By Nneka Nwogwugwu
Nestlé will triple its cocoa sustainability funding to 1.3 billion Swiss francs ($1.4 billion) by 2030, using some of the money to provide financial incentives to cocoa-farming families in Africa who help prevent child labour and reduce their environmental footprint.
The world’s largest food manufacturer said it will pay farmers who implement efforts that include sending their children to school; adopting good agricultural practices, such as pruning, to increase crop productivity; using practices like planting shade trees to boost their climate resilience; and diversifying their household income by planting other crops or raising livestock.
Cocoa production, the majority of which comes from Ivory Coast and Ghana in West Africa, has long been dogged by environmental concerns and allegations that companies depend on child labor but have not done enough to eradicate it from their supply chains.
Nestlé said the payments will be divided between the farmer and their spouse in order to empower women and improve gender equality.
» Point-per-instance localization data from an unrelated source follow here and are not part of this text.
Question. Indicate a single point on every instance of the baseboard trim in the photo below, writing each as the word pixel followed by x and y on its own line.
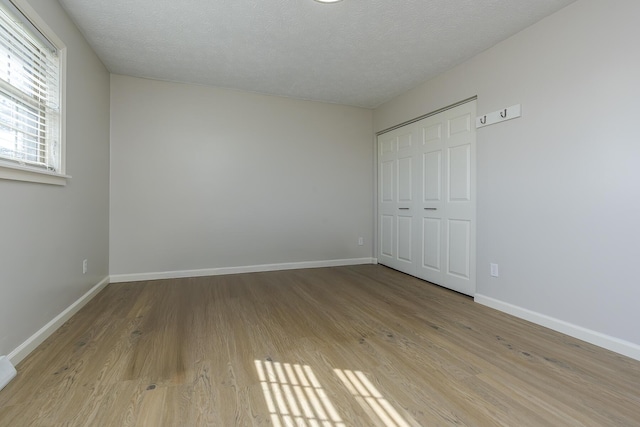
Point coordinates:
pixel 137 277
pixel 38 338
pixel 617 345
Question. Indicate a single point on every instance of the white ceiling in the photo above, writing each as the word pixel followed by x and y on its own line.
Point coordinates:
pixel 355 52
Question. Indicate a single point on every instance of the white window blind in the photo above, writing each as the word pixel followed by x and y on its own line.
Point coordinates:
pixel 29 93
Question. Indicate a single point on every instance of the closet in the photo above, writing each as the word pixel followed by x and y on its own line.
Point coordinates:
pixel 427 198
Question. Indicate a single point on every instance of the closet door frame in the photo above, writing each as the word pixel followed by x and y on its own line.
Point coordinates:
pixel 444 139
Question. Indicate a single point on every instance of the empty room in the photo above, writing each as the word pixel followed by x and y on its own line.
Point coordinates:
pixel 319 213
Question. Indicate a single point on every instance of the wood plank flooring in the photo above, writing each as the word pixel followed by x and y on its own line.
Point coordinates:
pixel 347 346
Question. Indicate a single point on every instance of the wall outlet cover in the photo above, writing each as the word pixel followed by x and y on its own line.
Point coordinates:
pixel 7 371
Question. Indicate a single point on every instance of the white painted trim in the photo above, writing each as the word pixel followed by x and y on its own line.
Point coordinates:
pixel 7 371
pixel 617 345
pixel 137 277
pixel 38 338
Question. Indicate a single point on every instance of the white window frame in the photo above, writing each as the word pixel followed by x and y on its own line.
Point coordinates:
pixel 10 170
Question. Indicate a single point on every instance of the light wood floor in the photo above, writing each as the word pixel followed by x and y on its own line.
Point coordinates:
pixel 347 346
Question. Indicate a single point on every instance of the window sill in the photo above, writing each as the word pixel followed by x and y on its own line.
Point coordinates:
pixel 15 172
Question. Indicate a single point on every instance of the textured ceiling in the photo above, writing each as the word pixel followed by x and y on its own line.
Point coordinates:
pixel 355 52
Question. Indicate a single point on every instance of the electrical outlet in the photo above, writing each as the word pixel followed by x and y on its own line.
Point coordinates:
pixel 494 270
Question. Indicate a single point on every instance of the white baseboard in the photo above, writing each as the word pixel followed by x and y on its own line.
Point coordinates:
pixel 617 345
pixel 36 339
pixel 7 371
pixel 119 278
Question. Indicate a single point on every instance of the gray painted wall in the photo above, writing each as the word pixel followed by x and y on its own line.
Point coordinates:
pixel 559 188
pixel 206 178
pixel 48 230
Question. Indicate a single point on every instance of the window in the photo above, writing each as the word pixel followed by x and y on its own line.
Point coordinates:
pixel 31 144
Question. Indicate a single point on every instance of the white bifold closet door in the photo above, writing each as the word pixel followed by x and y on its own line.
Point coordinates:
pixel 426 198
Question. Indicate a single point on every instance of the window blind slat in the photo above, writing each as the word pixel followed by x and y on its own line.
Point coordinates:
pixel 29 93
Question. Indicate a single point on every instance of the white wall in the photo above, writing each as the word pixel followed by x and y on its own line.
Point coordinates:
pixel 559 188
pixel 205 178
pixel 48 230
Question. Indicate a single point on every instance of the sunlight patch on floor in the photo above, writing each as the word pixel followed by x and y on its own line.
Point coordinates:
pixel 294 396
pixel 370 399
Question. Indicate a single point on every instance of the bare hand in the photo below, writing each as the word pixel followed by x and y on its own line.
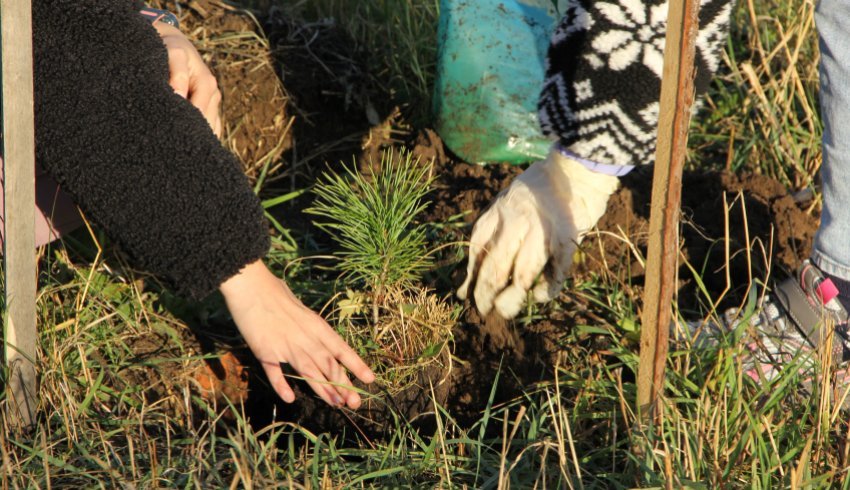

The Nespresso and Toll House maker also said it will work with nonprofits, including the International Cocoa Initiative and Rainforest Alliance, to monitor participation.
Farmers and their families will receive up to $536 during the first two years to encourage participation. The amount will be reduced to $268 after that, the Switzerland-based company said. The money will be paid directly to cocoa-farming households. Building off of a pilot in 2020 with 1,000 farmers in Côte d’Ivoire, Nestlé said it will expand the program to include 10,000 families in the country this year, before extending it to Ghana in 2024.
“The program rewards cocoa-farming families for practices that help them increase their incomes and benefit the environment and community. Those incentives start building long-term changes,” Schneider said. “Ultimately, those changes contribute to better farmer income, sustainability, and social impact, while providing farmers and their families an immediate financial benefit.”